3, maio de 2024
9: “Que belo dia para morrer”
Há dias em que pensamos que será o momento perfeito para x, y, ou z, ou até mesmo o alfabeto todo. Talvez, num dia ensolarado, pensemos em sair com amigos para um café; num dia chuvoso, ver um filme de terror com pipoca quentinha – se não precisarmos trabalhar, sejamos sinceros, mas Enzo tinha de trabalhar quando pensou que seria um belo dia para morrer.
Ei, espere aí, não é isso que você está pensando. Enzo não era suicida (um pouquinho), ao menos, não por conta própria: seu próprio trabalho era um rolar de dados do universo para decidir se ele morreria ou não. Ser exorcista não é tão divertido quanto a mídia faz parecer, e muito menos tão… caricato. Eles não vomitam, não giram cabeças, não gritam – só às vezes –, mas se escondem nas sombras, sussurram e riem, e a possessão é muito mais difícil de identificar do que parece. Além do mais, se o demônio for de um escalão alto, a possessão pode matar em poucos minutos.

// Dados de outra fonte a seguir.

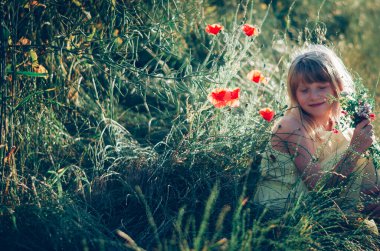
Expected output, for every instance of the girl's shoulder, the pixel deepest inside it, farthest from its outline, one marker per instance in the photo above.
(288, 124)
(287, 133)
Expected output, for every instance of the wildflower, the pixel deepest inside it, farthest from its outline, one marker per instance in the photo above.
(222, 97)
(372, 116)
(334, 130)
(244, 201)
(257, 77)
(250, 30)
(267, 114)
(214, 29)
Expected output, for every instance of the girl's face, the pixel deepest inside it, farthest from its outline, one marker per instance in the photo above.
(313, 99)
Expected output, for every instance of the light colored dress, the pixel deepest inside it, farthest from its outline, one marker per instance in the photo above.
(280, 184)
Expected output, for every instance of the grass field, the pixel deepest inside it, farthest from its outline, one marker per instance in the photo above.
(109, 140)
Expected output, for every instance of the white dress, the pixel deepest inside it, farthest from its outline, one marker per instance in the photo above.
(280, 184)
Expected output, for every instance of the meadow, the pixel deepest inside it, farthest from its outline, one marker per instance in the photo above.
(111, 138)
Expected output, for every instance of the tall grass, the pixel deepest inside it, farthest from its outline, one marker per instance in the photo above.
(117, 146)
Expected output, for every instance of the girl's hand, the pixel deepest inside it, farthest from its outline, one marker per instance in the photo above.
(362, 138)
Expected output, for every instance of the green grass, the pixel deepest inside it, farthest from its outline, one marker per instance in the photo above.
(119, 147)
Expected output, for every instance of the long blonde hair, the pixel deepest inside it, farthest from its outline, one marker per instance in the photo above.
(317, 63)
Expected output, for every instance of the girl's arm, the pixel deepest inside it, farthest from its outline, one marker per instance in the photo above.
(292, 138)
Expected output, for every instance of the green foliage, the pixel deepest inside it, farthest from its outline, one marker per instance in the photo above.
(106, 105)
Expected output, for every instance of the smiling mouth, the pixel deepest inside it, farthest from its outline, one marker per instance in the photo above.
(318, 104)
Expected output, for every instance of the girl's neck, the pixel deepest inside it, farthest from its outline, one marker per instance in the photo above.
(326, 124)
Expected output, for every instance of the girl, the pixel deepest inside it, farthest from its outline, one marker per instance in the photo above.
(305, 147)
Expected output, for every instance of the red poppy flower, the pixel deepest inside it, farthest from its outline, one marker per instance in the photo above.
(222, 97)
(214, 28)
(372, 116)
(257, 77)
(267, 114)
(250, 30)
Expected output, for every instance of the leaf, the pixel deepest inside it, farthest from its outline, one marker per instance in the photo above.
(34, 58)
(24, 41)
(41, 69)
(31, 4)
(30, 74)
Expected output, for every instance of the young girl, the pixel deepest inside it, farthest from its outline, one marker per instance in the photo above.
(305, 150)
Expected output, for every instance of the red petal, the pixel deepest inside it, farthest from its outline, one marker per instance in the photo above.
(213, 28)
(267, 114)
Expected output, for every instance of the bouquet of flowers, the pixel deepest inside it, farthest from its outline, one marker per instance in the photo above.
(356, 107)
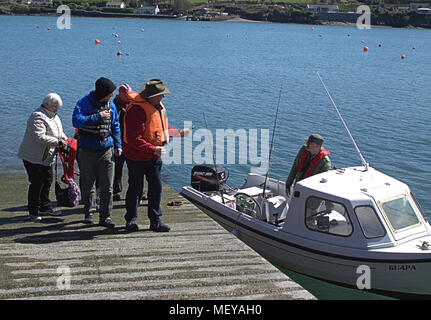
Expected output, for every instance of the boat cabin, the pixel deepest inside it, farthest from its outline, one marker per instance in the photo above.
(362, 208)
(351, 207)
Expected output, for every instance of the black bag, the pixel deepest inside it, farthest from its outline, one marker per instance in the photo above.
(62, 196)
(68, 196)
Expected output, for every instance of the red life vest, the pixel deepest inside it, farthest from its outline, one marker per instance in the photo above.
(156, 124)
(323, 153)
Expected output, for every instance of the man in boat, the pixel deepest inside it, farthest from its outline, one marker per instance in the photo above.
(311, 159)
(146, 132)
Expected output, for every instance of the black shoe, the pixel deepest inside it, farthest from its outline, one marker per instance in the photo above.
(88, 218)
(49, 212)
(107, 223)
(159, 227)
(132, 226)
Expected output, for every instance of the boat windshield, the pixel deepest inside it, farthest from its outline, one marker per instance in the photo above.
(399, 212)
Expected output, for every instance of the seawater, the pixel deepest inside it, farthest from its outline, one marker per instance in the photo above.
(233, 72)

Enzo não pensou nas consequências quando berrou aquele nome, quando viu os olhos loucos rodopiar até dentro de seu corpo e lutar pelo espaço que sua própria alma ocupava.
Certo, talvez eu tenha mentido um pouquinho. Ele não acordou e pensou uhul, hoje eu posso morrer, hein! Não, foi um dia normal, até que o Solas teve um exorcista morto e o culpado era nada mais, nada menos que, uh…
…eu não quero me arriscar a dizer. Deixa para lá.
Era o de sempre: demônios invadindo procurando o príncipe do Inferno. Não costumavam passar das barreiras iniciais, a não ser quando suas classes subiam – E, D, C e, mesmo assim, eram controlados sem muito problema. Quando adentravam tão profundamente, eram casos de possessão, e olhe, ainda que um tal fantasma tenha dito que qualquer espírito pode possuir alguém com até menos que uma lição mequetrefe, não é bem assim: demônios até da classe F em diante não têm essa habilidade. Não que você saiba o que isso significa, claro –, e a classe daquele demônio era a classe B.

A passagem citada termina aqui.